It's not every time a famous person dies that they are commemorated in this way, with a near-universal expression of regret, respect, and memory. The ones that do almost always seem to have one thing in common: in some respect, they are all artists. These are not shallow celebrities of the kind American pop culture gets roundly criticized for elevating and glorifying, but people of talent, people who garnered the respect of their peers and the admiration of their audience, who had influence on their fields. People who, to the ones they inspired, genuinely mattered.

And maybe that's why people mourn the passing of Bowie and Rickman so openly. They never knew us, but we knew them. Such is the relationship between artist and audience: in putting their art out into the world, the artist becomes part of the lives of people that they will never meet. In listening to a David Bowie album or watching an Alan Rickman film, we absorbed pieces of them into ourselves, and, over time, the pieces of artists we absorb become pieces of us. Through their art, we can be influenced just as much by people we have never met as by people we have known intimately our whole lives. Would I be who I am without absorbing the influence of Philip Pullman, or Peter Jackson, or U2? No.
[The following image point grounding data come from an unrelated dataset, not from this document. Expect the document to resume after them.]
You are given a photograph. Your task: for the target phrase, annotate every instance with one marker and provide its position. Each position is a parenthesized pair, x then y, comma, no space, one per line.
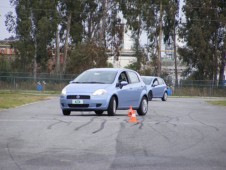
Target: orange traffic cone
(130,112)
(133,118)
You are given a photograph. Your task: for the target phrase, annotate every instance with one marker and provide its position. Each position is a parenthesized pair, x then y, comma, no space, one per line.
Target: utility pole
(160,41)
(175,53)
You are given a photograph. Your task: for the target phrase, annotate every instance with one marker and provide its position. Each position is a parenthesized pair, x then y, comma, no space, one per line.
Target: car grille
(78,105)
(78,97)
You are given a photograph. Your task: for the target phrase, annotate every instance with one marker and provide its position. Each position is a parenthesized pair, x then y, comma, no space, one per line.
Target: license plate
(77,101)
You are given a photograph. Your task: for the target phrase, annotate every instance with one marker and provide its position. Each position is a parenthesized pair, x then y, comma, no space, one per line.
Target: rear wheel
(99,112)
(143,108)
(164,97)
(66,112)
(112,106)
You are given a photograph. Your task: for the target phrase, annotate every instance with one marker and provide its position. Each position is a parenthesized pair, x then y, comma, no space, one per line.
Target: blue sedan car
(105,89)
(156,87)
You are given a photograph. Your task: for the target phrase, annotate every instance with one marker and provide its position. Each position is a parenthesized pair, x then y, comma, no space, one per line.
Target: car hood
(85,88)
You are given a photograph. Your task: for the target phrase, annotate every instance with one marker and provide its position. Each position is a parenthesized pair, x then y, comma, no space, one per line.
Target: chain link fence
(56,82)
(42,82)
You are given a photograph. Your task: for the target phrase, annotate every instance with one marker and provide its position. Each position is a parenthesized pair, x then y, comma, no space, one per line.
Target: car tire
(112,107)
(66,112)
(143,108)
(164,97)
(150,96)
(99,112)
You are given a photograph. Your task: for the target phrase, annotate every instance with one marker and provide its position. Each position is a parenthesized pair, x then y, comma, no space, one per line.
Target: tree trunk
(66,42)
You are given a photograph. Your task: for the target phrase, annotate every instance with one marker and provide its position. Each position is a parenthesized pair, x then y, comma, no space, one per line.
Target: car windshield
(147,80)
(96,77)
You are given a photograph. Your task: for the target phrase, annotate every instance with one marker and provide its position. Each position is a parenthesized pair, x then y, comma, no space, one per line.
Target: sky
(4,9)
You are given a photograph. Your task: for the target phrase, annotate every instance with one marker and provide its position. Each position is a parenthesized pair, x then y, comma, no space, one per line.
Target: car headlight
(99,92)
(64,92)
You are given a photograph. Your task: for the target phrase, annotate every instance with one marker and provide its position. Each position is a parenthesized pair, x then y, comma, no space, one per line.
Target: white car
(156,87)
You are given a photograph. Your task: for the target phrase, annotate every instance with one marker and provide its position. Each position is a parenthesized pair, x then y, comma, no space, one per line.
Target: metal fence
(55,82)
(42,82)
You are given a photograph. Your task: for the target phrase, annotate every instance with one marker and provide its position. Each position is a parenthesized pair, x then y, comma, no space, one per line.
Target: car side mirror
(121,84)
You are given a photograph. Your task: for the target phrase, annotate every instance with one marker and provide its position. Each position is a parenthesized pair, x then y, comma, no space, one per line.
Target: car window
(133,77)
(123,77)
(147,80)
(155,82)
(161,81)
(103,77)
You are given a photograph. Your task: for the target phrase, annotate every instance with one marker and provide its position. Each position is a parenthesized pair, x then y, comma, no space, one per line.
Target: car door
(155,88)
(136,87)
(129,95)
(162,87)
(123,92)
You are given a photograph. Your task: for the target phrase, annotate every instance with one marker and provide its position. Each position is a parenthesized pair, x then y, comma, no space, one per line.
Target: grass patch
(219,102)
(13,99)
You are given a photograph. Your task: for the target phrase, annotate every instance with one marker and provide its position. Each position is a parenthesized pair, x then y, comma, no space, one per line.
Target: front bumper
(91,104)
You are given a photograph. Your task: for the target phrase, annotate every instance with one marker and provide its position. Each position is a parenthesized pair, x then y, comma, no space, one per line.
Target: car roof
(151,76)
(111,69)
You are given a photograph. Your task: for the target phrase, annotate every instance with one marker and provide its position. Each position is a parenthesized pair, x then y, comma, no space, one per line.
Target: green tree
(86,55)
(204,34)
(35,27)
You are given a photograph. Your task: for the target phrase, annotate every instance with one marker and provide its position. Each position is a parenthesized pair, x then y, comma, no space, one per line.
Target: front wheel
(99,112)
(112,107)
(143,108)
(150,96)
(164,97)
(66,112)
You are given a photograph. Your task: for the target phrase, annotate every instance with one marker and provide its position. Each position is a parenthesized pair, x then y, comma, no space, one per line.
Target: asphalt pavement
(179,134)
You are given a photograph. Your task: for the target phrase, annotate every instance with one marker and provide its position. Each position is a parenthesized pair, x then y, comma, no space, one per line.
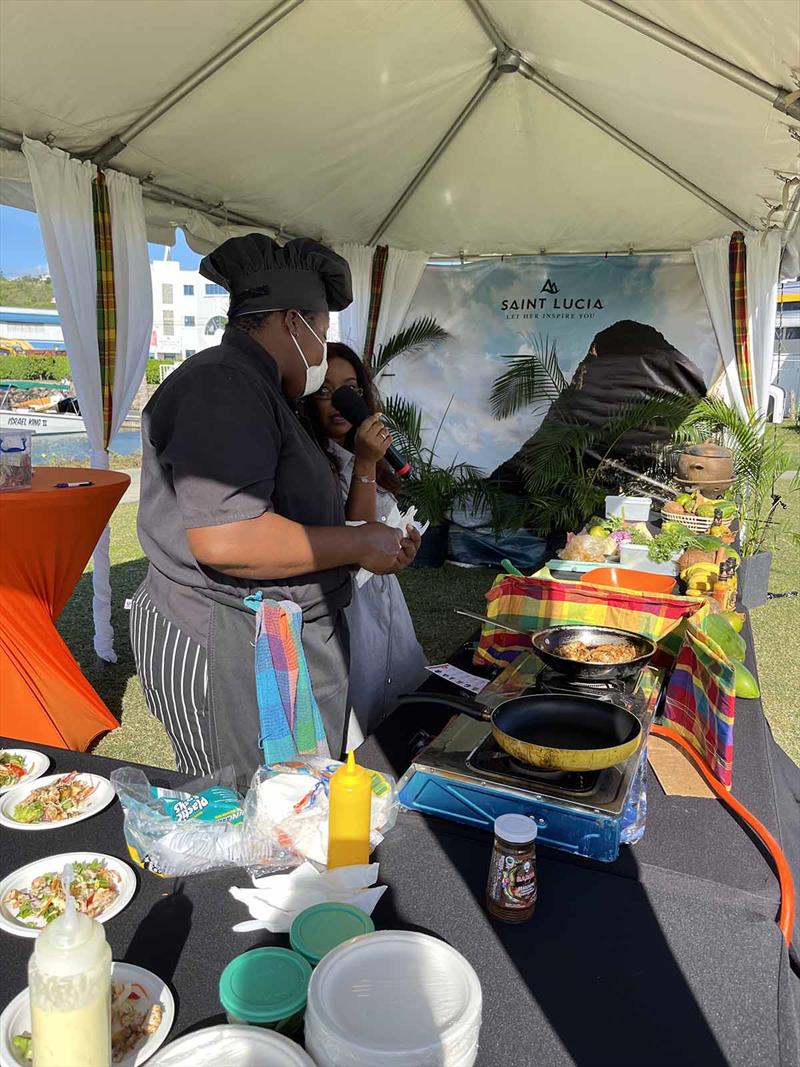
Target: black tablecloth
(670,955)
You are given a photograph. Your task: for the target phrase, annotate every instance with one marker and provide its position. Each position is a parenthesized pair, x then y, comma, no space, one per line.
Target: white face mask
(315,376)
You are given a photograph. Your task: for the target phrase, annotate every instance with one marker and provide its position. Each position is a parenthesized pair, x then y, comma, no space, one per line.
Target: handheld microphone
(353,408)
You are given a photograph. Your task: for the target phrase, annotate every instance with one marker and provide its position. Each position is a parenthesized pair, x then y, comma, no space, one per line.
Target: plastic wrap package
(289,801)
(200,828)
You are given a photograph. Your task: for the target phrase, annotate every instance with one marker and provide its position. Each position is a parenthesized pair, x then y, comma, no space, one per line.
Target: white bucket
(394,999)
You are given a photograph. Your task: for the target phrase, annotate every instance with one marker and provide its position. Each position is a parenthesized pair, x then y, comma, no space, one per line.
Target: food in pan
(133,1018)
(12,768)
(609,653)
(94,887)
(60,800)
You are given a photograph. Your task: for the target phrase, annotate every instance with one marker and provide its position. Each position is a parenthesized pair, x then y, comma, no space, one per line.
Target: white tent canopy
(513,126)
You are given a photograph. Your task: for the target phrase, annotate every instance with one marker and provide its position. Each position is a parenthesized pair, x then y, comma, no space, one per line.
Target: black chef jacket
(221,444)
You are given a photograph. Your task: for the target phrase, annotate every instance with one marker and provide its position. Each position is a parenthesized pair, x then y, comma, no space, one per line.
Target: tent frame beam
(530,74)
(12,140)
(780,98)
(441,147)
(120,141)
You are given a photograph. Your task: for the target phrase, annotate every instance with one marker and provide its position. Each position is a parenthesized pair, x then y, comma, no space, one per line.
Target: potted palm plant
(433,488)
(760,459)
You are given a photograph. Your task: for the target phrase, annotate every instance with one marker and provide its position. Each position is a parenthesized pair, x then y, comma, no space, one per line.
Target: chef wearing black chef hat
(236,497)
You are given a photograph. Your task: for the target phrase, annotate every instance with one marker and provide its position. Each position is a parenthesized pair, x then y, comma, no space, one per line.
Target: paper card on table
(676,774)
(469,682)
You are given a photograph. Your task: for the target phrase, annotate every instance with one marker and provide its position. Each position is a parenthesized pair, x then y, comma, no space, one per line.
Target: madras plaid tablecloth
(701,689)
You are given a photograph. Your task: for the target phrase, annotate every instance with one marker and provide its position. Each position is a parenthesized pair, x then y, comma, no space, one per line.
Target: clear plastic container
(16,466)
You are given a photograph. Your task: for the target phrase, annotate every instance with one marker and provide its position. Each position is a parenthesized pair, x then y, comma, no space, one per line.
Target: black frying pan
(559,732)
(546,642)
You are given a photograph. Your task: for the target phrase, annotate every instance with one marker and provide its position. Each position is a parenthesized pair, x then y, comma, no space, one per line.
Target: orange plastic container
(621,577)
And in this, the beauty in the tragedy can be found, that even after the human life of an artist ends, their work and influence survives, and takes new life. In the theatricality of David Bowie, Marilyn Manson and Lady Gaga took inspiration, interpreting his influence in radically different directions that will inspire yet more artists. In Alan Rickman's performances, actors will continue to find elements that they will incorporate into their own work. And the cycle of inspiration and creation will continue, as every artist leaves in their wake a world of influence and inspiration to be inherited by new artists, to take on new forms. In this sense, every artist is an immortal.